Animal feed-manufacturing facilities in northern Japan, which accounts for 17 per cent of the country’s annual output, have been severely damaged by the March 11 earthquake, although shipments into the world’s top grain buyer were largely unaffected.
Japan, the world’s third-largest consumer of commodities, is battling to avert a nuclear catastrophe in its worst crisis since the Second World War after the earthquake, which is feared to have killed more than 10,000 people.
“It’s possible that the entire feed production in the area may be halted,” one industry source told Reuters in Tokyo.
“The compound feed-making facilities are located by the sea and these factories have been destroyed by the tsunami.”
The quake-hit Tohoku region in northern Japan produces about 350,000 tonnes of compound feed per month, and the facilities for making feed in the region are almost all destroyed by the quake.
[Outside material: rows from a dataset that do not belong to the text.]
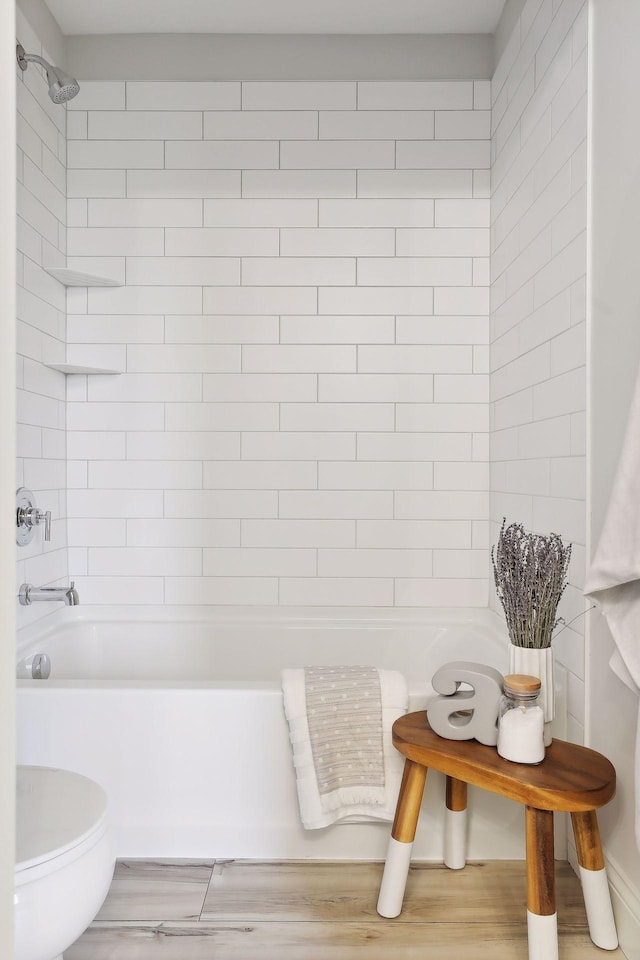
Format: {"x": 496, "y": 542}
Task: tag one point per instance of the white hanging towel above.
{"x": 614, "y": 576}
{"x": 340, "y": 721}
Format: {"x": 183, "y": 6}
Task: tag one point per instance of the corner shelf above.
{"x": 76, "y": 278}
{"x": 70, "y": 368}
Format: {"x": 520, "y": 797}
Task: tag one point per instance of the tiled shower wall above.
{"x": 41, "y": 204}
{"x": 303, "y": 329}
{"x": 538, "y": 331}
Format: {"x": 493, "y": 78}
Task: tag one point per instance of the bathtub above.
{"x": 179, "y": 717}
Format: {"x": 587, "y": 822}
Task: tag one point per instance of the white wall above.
{"x": 615, "y": 358}
{"x": 538, "y": 340}
{"x": 7, "y": 479}
{"x": 303, "y": 414}
{"x": 41, "y": 241}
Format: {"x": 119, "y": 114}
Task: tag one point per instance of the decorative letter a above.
{"x": 466, "y": 714}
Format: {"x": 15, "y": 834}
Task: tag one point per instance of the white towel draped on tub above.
{"x": 340, "y": 721}
{"x": 614, "y": 576}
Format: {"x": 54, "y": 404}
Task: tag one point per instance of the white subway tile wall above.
{"x": 41, "y": 236}
{"x": 538, "y": 340}
{"x": 304, "y": 323}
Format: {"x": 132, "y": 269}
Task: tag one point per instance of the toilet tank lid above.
{"x": 55, "y": 811}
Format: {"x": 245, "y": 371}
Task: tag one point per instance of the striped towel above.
{"x": 340, "y": 721}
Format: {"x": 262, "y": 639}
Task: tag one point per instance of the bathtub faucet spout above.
{"x": 29, "y": 594}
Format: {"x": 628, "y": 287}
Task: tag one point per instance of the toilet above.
{"x": 64, "y": 859}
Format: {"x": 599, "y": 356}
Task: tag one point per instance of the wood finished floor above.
{"x": 312, "y": 910}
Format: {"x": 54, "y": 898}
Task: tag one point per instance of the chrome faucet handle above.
{"x": 28, "y": 516}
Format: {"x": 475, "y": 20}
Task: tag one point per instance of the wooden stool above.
{"x": 571, "y": 778}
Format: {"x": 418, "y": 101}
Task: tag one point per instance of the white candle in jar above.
{"x": 521, "y": 724}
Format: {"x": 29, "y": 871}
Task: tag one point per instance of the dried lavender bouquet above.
{"x": 530, "y": 573}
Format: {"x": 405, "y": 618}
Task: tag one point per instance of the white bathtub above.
{"x": 180, "y": 719}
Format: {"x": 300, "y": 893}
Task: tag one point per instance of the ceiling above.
{"x": 276, "y": 16}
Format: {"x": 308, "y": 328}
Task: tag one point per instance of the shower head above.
{"x": 62, "y": 87}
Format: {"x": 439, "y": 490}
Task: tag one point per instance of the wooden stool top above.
{"x": 570, "y": 778}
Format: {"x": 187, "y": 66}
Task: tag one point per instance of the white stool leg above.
{"x": 394, "y": 878}
{"x": 597, "y": 901}
{"x": 543, "y": 936}
{"x": 542, "y": 922}
{"x": 455, "y": 824}
{"x": 455, "y": 839}
{"x": 396, "y": 868}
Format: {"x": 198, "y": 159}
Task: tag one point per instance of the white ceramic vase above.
{"x": 537, "y": 663}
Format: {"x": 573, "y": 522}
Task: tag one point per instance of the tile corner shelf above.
{"x": 76, "y": 278}
{"x": 83, "y": 368}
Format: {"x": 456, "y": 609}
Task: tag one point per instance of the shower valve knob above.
{"x": 28, "y": 516}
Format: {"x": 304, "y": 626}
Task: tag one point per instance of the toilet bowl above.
{"x": 64, "y": 860}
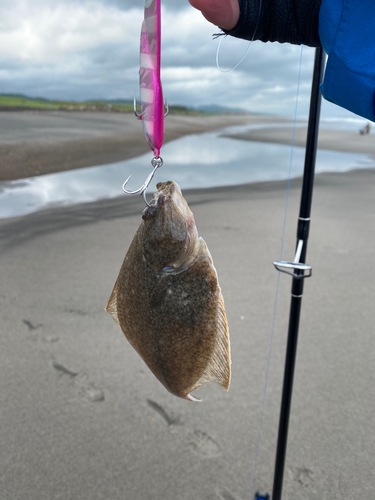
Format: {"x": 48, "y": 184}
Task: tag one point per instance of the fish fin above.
{"x": 111, "y": 306}
{"x": 218, "y": 369}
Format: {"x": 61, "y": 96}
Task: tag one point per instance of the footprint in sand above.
{"x": 197, "y": 441}
{"x": 86, "y": 389}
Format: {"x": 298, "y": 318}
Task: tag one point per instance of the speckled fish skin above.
{"x": 167, "y": 299}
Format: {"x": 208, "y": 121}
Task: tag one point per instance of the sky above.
{"x": 81, "y": 50}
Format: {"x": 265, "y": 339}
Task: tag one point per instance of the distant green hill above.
{"x": 20, "y": 102}
{"x": 14, "y": 102}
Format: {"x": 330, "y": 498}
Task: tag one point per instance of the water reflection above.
{"x": 194, "y": 161}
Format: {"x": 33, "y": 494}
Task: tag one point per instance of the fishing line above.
{"x": 278, "y": 277}
{"x": 246, "y": 51}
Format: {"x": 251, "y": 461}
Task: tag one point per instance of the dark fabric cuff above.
{"x": 283, "y": 21}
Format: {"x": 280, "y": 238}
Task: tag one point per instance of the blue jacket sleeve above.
{"x": 347, "y": 33}
{"x": 345, "y": 29}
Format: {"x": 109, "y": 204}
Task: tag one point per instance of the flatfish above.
{"x": 167, "y": 299}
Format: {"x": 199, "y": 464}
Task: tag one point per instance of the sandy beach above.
{"x": 37, "y": 143}
{"x": 84, "y": 419}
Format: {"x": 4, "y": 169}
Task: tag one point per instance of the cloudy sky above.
{"x": 79, "y": 50}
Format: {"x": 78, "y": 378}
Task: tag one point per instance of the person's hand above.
{"x": 222, "y": 13}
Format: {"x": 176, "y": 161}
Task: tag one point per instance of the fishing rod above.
{"x": 299, "y": 270}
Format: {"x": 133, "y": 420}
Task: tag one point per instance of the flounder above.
{"x": 167, "y": 299}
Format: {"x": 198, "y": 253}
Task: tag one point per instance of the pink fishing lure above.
{"x": 151, "y": 93}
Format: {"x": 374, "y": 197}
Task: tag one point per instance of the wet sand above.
{"x": 346, "y": 141}
{"x": 82, "y": 416}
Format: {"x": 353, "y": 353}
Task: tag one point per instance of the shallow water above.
{"x": 194, "y": 161}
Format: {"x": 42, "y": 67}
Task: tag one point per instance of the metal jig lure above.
{"x": 153, "y": 109}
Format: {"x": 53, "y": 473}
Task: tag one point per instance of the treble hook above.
{"x": 139, "y": 116}
{"x": 156, "y": 162}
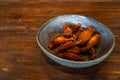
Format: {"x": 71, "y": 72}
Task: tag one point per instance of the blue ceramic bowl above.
{"x": 53, "y": 27}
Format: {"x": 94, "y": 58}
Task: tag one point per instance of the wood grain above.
{"x": 21, "y": 58}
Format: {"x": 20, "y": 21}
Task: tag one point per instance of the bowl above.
{"x": 53, "y": 27}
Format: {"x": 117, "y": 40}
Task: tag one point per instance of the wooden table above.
{"x": 20, "y": 56}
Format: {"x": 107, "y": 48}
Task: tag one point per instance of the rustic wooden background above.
{"x": 20, "y": 56}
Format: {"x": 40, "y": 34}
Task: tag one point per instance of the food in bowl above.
{"x": 76, "y": 43}
{"x": 53, "y": 27}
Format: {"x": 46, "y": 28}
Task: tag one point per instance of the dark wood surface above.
{"x": 20, "y": 56}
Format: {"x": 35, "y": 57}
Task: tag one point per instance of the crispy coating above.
{"x": 74, "y": 49}
{"x": 58, "y": 40}
{"x": 72, "y": 56}
{"x": 75, "y": 41}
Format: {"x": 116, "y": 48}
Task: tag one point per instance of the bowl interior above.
{"x": 54, "y": 27}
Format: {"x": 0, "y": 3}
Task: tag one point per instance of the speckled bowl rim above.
{"x": 99, "y": 58}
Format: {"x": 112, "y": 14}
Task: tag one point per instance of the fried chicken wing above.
{"x": 58, "y": 40}
{"x": 72, "y": 56}
{"x": 74, "y": 49}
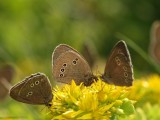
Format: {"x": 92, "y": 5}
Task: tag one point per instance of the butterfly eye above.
{"x": 119, "y": 51}
{"x": 118, "y": 61}
{"x": 124, "y": 68}
{"x": 126, "y": 80}
{"x": 29, "y": 94}
{"x": 37, "y": 82}
{"x": 32, "y": 85}
{"x": 64, "y": 65}
{"x": 61, "y": 75}
{"x": 74, "y": 62}
{"x": 62, "y": 70}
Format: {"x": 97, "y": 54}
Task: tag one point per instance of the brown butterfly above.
{"x": 68, "y": 65}
{"x": 155, "y": 41}
{"x": 35, "y": 89}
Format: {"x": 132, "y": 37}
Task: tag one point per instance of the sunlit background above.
{"x": 31, "y": 29}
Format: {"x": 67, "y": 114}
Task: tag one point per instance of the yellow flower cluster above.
{"x": 98, "y": 101}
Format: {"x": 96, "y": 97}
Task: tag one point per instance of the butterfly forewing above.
{"x": 119, "y": 70}
{"x": 71, "y": 66}
{"x": 35, "y": 89}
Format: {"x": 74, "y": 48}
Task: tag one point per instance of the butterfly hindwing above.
{"x": 35, "y": 89}
{"x": 119, "y": 69}
{"x": 71, "y": 66}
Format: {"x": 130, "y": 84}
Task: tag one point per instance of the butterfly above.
{"x": 35, "y": 89}
{"x": 155, "y": 42}
{"x": 68, "y": 65}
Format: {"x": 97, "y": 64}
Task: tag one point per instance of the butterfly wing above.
{"x": 119, "y": 69}
{"x": 35, "y": 89}
{"x": 155, "y": 41}
{"x": 6, "y": 75}
{"x": 71, "y": 66}
{"x": 59, "y": 50}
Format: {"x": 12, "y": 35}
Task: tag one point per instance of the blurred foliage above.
{"x": 30, "y": 30}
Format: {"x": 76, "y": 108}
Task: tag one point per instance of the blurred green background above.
{"x": 30, "y": 30}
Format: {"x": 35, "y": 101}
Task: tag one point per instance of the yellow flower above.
{"x": 98, "y": 101}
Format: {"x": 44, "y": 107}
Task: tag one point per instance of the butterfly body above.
{"x": 35, "y": 89}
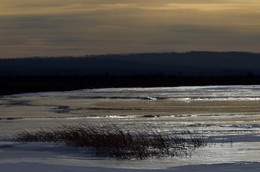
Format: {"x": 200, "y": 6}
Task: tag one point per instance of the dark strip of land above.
{"x": 23, "y": 84}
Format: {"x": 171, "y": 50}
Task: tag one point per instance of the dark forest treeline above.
{"x": 185, "y": 64}
{"x": 128, "y": 70}
{"x": 23, "y": 84}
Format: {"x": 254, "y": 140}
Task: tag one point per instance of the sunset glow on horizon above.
{"x": 81, "y": 27}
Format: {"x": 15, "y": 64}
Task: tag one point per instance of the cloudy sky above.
{"x": 79, "y": 27}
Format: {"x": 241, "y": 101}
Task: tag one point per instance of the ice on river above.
{"x": 230, "y": 115}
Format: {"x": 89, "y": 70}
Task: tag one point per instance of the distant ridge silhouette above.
{"x": 186, "y": 64}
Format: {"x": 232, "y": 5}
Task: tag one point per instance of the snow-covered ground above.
{"x": 229, "y": 115}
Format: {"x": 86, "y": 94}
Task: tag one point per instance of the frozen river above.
{"x": 230, "y": 115}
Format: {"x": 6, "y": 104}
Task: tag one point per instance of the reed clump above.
{"x": 114, "y": 141}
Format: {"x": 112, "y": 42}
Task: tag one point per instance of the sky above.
{"x": 84, "y": 27}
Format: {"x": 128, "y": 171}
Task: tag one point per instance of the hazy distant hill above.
{"x": 180, "y": 64}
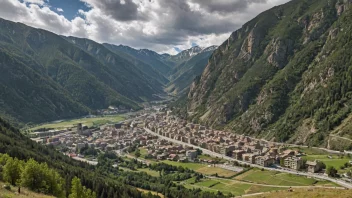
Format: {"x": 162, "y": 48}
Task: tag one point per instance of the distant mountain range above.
{"x": 284, "y": 76}
{"x": 45, "y": 77}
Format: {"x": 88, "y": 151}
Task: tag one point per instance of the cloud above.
{"x": 121, "y": 10}
{"x": 160, "y": 25}
{"x": 226, "y": 6}
{"x": 38, "y": 2}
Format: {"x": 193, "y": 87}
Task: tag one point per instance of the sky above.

In addition, the Kashima area in nearby Ibaraki Prefecture, which produces about 350,000 tonnes of feed per month, has also suffered damages.
Japan is the world’s biggest importer of corn and third-largest buyer of soybeans, the main ingredients in animal feed. It is also the world’s fourth-biggest wheat importer, and plans to buy 4.96 million tonnes of milling wheat in the year to March 31.
U.S. grains and oi lseed futures, which have been weighed down because of economic uncertainty arising out of Middle East unrest, are likely to come under additional pressure, analysts said.
“Last year Japan took 15 million tonnes of corn from the United States. From the fundamentals side it’s an issue for U.S. corn,” said Brett Cooper, senior manager of markets at FCStone Australia. “It is bearish in the market in the short term but the question is: for how long is the infrastructure going to remain down?”
Another source said it will mainly be the chicken farms that will be affected in northern Japan. “The damage to feed-making facilities in northern Japan hit by the quake will have the most impact to chicken farms,” he said.
Feed makers in other parts of the country were also likely to be affected by infrastructure disruptions, including electricity supplies, which will severely undermine operations.
“They are talking about rolling blackouts, it has cut down electricity supply,” said John Lindblom, east Asia regional director of ASA International Marketing in Singapore. “It will be a while before things get close to normal.”
Still, no major disruptions were expected for grain shipments to Japan at this time following the earthquake and tsunami, industry sources said.
“Of Japan’s some dozen major ports where bulk carriers or tankers can dock, only two are damaged,” said Nobuyuki Chino, president of Unipac Grain. “Imports of grains to Japan therefore are not affected.”